The relationship between independent heroes and the GDA is practical, tense, and constantly shifting. The agency wants information, coordination, and compliance. Independent heroes want support without surrendering autonomy.

Forms of cooperation include:

  • Emergency communication channels.

  • Temporary mission support.

  • Medical aid after major battles.

  • Shared intelligence on dangerous villains.

  • Evacuation coordination.

  • Access to containment resources.

  • Quiet agreements not to interfere.

Forms of conflict include:

  • Refusal to register or submit to evaluation.

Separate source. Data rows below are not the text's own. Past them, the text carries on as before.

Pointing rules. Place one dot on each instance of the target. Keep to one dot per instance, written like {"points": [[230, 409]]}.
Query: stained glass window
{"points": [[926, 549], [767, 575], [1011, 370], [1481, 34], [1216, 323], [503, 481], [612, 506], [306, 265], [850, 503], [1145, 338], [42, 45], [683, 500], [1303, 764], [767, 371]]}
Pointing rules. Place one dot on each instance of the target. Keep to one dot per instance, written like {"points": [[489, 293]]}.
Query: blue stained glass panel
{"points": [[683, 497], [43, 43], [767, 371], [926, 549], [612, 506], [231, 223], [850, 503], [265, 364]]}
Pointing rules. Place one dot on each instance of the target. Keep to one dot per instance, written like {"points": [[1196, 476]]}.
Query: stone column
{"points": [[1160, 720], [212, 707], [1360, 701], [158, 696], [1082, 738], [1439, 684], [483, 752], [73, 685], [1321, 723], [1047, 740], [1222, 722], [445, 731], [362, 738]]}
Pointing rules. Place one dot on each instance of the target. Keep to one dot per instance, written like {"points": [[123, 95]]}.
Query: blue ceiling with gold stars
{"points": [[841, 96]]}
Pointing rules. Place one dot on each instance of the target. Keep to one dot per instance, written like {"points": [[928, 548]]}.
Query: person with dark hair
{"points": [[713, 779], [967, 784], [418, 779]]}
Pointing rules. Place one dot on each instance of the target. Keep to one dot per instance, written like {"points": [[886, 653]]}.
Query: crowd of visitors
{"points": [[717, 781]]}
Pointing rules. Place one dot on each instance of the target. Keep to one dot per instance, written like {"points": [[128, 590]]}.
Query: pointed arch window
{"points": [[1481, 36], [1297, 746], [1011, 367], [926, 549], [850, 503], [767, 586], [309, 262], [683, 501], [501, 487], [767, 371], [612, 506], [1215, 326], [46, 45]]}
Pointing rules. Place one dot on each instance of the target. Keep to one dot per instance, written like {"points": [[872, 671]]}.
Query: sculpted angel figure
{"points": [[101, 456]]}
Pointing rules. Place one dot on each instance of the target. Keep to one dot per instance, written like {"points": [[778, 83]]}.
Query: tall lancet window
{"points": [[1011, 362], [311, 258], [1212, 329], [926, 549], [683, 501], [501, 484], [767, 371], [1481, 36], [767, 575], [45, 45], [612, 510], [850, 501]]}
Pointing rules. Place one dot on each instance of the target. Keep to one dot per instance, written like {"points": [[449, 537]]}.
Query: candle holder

  • Exposure of classified GDA activity.

  • Unauthorized investigations.

  • Disputes over detainees or evidence.

  • Resistance to surveillance.

  • Public criticism of government secrecy.

Both sides need each other, but neither side fully trusts the other.

Public Perception

Independent heroes occupy a complicated place in public life. Many civilians admire them because they seem less controlled by politics. Others fear them because they lack official oversight.

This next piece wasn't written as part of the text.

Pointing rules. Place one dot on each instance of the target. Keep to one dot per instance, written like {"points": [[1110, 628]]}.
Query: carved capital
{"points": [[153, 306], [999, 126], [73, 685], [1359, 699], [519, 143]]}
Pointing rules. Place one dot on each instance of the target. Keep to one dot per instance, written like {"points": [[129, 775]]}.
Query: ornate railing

  • Admiration: Independent heroes appear brave, personal, and sincere.

  • Concern: Unregulated powers may create danger.

  • Gratitude: Local defenders often save lives before officials arrive.

  • Suspicion: Secretive heroes may be hiding dangerous origins.

  • Skepticism: Paid hero work raises questions about motive.

  • Hope: Independent heroes prove that courage still exists outside institutions.

After Omni-Man’s betrayal, public trust is harder to earn. Independent heroes must often prove themselves through repeated action rather than reputation.

Strengths & Weaknesses

Independent heroes give Earth flexibility. They are harder for enemies to predict and less vulnerable to a single command failure. If the GDA is deceived, delayed, or politically restricted, independent actors may still respond.

Their strengths include:

  • Mobility and flexibility.

  • Local trust and knowledge.

  • Reduced dependence on central command.

  • Personal motivation.

  • Ability to act outside official restrictions.

  • Diversity of powers, methods, and backgrounds.

Their weaknesses include:

  • Poor coordination during major crises.

  • Uneven training and discipline.

  • Limited access to intelligence.

  • Lack of medical and logistical support.

  • Greater risk of collateral damage.

  • Vulnerability to manipulation, bribery, or isolation.

Third Parties & Neutral Actors

Not all powerful third parties identify as heroes. Some protect their own communities, territories, businesses, species, or interests without joining heroic culture. They may act heroically in one situation and refuse involvement in another.

  • Private security teams with enhanced members.

  • Alien residents avoiding political attention.

  • Mystic or occult protectors.

  • Corporate-sponsored defenders.

  • Scientific organizations with armed response units.

  • Retired heroes who intervene selectively.

  • Powerful beings with personal domains or rules.

These actors complicate Earth’s defense network. They may become allies, rivals, informants, or obstacles depending on circumstance.

Current Status

Two years after Omni-Man’s betrayal, independent heroes and third parties remain vital to Earth’s survival. They operate in the spaces where official systems are too slow, too secretive, or too politically constrained. Some are noble. Some are compromised. Some are simply powerful individuals trying to decide what responsibility means.

  • A decentralized layer of Earth’s defense.

  • A check against total dependence on the GDA.

  • A source of hope for local communities.

  • A challenge to government control.

  • A pool of potential recruits, allies, and liabilities.

  • A reminder that heroism cannot be fully centralized.

In the current era, Earth needs its institutions, but it also needs those who stand outside them. Independent heroes prove that protection can come from many places: a company roster, a lone vigilante, a neighborhood guardian, or a hidden powerhouse who only appears when the world is about to break.